Republic V. Bagtas (1962)


 G.R. No. L-17474 October 25, 1962
Laws Applicable: Commodatum

Lessons Applicable:

FACTS:

 May 8, 1948: Jose V. Bagtas borrowed from the Republic of the Philippines through the
Bureau of Animal Industry three bulls: a Red Sindhi with a book value of P1,176.46, a Bhagnari,
of P1,320.56 and a Sahiniwal, of P744.46, for a period of 1 year for breeding purposes subject to
a breeding fee of 10% of the book value of the bulls
 May 7, 1949: Jose requested for a renewal for another year for the three bulls but only one
bull was approved while the others are to be returned
 March 25, 1950: He wrote to the Director of Animal Industry that he would pay the value of
the 3 bulls
 October 17, 1950: he reiterated his desire to buy them at a value with a deduction of yearly
depreciation to be approved by the Auditor General.
 October 19, 1950: Director of Animal Industry advised him that either the 3 bulls are to be
returned or their book value without deductions should be paid not later than October 31, 1950
which he was not able to do
 December 20, 1950: An action at the CFI was commenced against Jose praying that he be
ordered to return the 3 bulls or to pay their book value of P3,241.45 and the unpaid breeding fee
of P199.62, both with interests, and costs
 July 5, 1951: Jose V. Bagtas, through counsel Navarro, Rosete and Manalo, answered that
because of the bad peace and order situation in Cagayan Valley, particularly in the barrio of
Baggao, and of the pending appeal he had taken to the Secretary of Agriculture and Natural
Resources and the President of the Philippines, he could not return the animals nor pay their
value and prayed for the dismissal of the complaint.
 RTC: granted the action
 December 1958: granted an ex-parte motion for the appointment of a special sheriff to serve
the writ outside Manila
 December 6, 1958: Felicidad M. Bagtas, the surviving spouse of Jose who died on October
23, 1951 and administratrix of his estate, was notified
 January 7, 1959: she file a motion that the 2 bulls where returned by his son on June 26,
1952 evidenced by recipt and the 3rd bull died from gunshot wound inflicted during a Huk raid
and prayed that the writ of execution be quashed and that a writ of preliminary injunction be
issued. 
ISSUE: W/N the contract is commodatum and NOT a lease and the estate should be liable for the
loss due to force majeure due to delay.
HELD: YES. writ of execution appealed from is set aside, without pronouncement as to costs

 If contract was commodatum then Bureau of Animal Industry retained ownership or title to


the bull it should suffer its loss due to force majeure.
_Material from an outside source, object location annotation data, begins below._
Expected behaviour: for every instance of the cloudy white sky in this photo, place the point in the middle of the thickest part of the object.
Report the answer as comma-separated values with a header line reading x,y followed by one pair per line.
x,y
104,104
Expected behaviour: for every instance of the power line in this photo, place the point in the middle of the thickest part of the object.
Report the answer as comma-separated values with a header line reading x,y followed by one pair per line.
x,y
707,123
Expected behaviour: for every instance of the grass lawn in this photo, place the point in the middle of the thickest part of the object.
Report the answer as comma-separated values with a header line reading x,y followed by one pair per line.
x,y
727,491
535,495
A contract of commodatum is essentially
gratuitous.  If the breeding fee be considered a compensation, then the contract would be a
lease of the bull. Under article 1671 of the Civil Code the lessee would be subject to the
responsibilities of a possessor in bad faith, because she had continued possession of the bull
after the expiry of the contract.  And even if the contract be commodatum, still the appellant is
liable if he keeps it longer than the period stipulated
 the estate of the late defendant is only liable for the sum of P859.63, the value of the bull
which has not been returned because it was killed while in the custody of the administratrix of his
estate
 Special proceedings for the administration and settlement of the estate of the deceased Jose
V. Bagtas having been instituted in the CFI, the money judgment rendered in favor of the
appellee cannot be enforced by means of a writ of execution but must be presented to the
probate court for payment by the appellant, the administratrix appointed by the court.